In the first post in this series I explained the reasons behind the alternate approach I’m taking to adding Microsoft Defender Advanced Threat Protection (MDATP) into a Microsoft 365 Business Premium (M365BP) tenant, and went through my preferred approach to setting up a new tenant. In this post we switch over to the Azure Portal to set up Azure Security Center as our gateway into the world of MDATP.

I’ve added an Azure subscription to this tenant in order to perform the following steps. You can use whatever type of subscription you have access to that supports chargeable Azure services for these steps

Step 1: Set Up Azure Security Center

You add Azure Security Center (ASC) to your Azure tenant by choosing add a resource and then choosing Azure Security Center. In this case it’s a single subscription in the tenant, but if this tenant had multiple subscriptions I could pick and choose which ones you want to protect. Click on Upgrade to enable Standard protection.

Upgrade from Basic to Standard

Because this is a new tenant and a new subscription, there aren’t any resource to protect just yet, but we add a virtual machine to trigger the provisioning of MDATP later. Choose Install agents to automatically install the Microsoft Monitoring Agent to any virtual machines we provision.

Install agents

Now you can see that we have Standard pricing tier enabled under Pricing & Settings.

Pricing & settings

If you aren’t familiar with Azure Security Center functionality, the Pricing tier page introduces these at a top level, but the only one we are really going to focus on is Threat protection for Azure VMs and non-Azure servers (including Serer EDR), which is provided via MDATP. At a bare minimum you want to enable Standard tier on Virtual machines.

Standard tier features

Moving down to Data Collection, you can see that Auto Provisioning is enabled, and we either allow the automatic creation of a Log Analytics workspace or if you want to create your own. In this example I’ll let it make the decisions, but in a production environment you would want to set it up in advance in order to meet your own naming and other governance requirements.

Workspace configuration

Next we move down to Threat protection, and you can start to see more of the Microsoft 365 integration pieces, with MDATP and MCAS, but remember, MCAS isn’t included here, just MDATP.

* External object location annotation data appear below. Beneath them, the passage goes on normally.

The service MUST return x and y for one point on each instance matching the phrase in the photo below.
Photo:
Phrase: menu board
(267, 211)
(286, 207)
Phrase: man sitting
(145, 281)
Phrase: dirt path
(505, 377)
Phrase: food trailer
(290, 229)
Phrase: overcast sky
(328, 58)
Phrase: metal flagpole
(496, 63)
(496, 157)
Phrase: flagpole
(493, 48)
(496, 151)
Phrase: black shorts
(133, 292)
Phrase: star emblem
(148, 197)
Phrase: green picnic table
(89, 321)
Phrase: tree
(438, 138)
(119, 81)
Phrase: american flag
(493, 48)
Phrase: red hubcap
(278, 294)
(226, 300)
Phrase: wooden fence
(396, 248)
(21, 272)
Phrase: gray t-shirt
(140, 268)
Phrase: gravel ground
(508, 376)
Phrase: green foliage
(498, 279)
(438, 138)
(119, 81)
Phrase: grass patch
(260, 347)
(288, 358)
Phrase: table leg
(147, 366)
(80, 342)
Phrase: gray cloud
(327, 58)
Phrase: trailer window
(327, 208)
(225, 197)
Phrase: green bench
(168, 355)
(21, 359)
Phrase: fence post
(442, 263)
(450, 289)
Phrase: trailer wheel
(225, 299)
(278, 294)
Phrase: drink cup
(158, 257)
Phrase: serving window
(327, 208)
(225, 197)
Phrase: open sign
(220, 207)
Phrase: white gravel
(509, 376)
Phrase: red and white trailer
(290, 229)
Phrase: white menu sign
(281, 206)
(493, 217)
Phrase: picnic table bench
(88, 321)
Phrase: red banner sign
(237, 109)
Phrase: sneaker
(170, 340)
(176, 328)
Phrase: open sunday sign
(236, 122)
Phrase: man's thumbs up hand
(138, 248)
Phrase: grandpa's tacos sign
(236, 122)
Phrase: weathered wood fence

MDATP and MCAS integration

Step 2: Set Up A Windows Server 2016 Virtual Machine

While I would prefer to be deploying a Windows Server 2019 virtual machine here, but automatic onboarding isn’t supported here for Windows Server 2019, and I’m really just using this VM to trigger MDATP setup, not to actually be used yet. With that, choose Windows Server 2016 Datacenter in the Azure Marketplace or through your preferred scripting option.

Azure Marketplace

There’s nothing special about the VM configuration, apart from Windows Server Datacenter 2016 instead of 2019. I’ve kept the VM size small to keep costs down.

Virtual Machine Basics

Skipping ahead to Management, notice the green tick advising that Your subscription is protected by Azure Security Center standard plan. I’ve also chosen to collect both the Boot diagnostics and the OS guest diagnostics.

Virtual Machine Management

We then create the VM, and after the initial creation we won’t see anything that really indicates that Azure Security Center is doing anything.

Post VM deployment Resource Groups

But within a short time frame, you will see a new Resource Group has been created in the region you deployed the VM, named DefaultResourceGroup-XXX, where XXX is the region. If you set up Log Analytics independently you shouldn’t see this change.

Security Center Resource Group created

Here’s where we need to play a waiting game. The new Resource Group won’t have any resources, and it can take quite a while for the resources to be provisioned.

Initial empty state of new RG

As I’m currently waiting for these resources to be provisioned in the new tenant, I’m cheating with the screenshot below (think if it as the “here’s one prepared earlier” that we’ve all seen on a television cooking segment). It’s actually from another tenant that has been running longer. I won’t switch tenants at this point, but rather just highlighting that we need to wait for this to be populated before we go any further.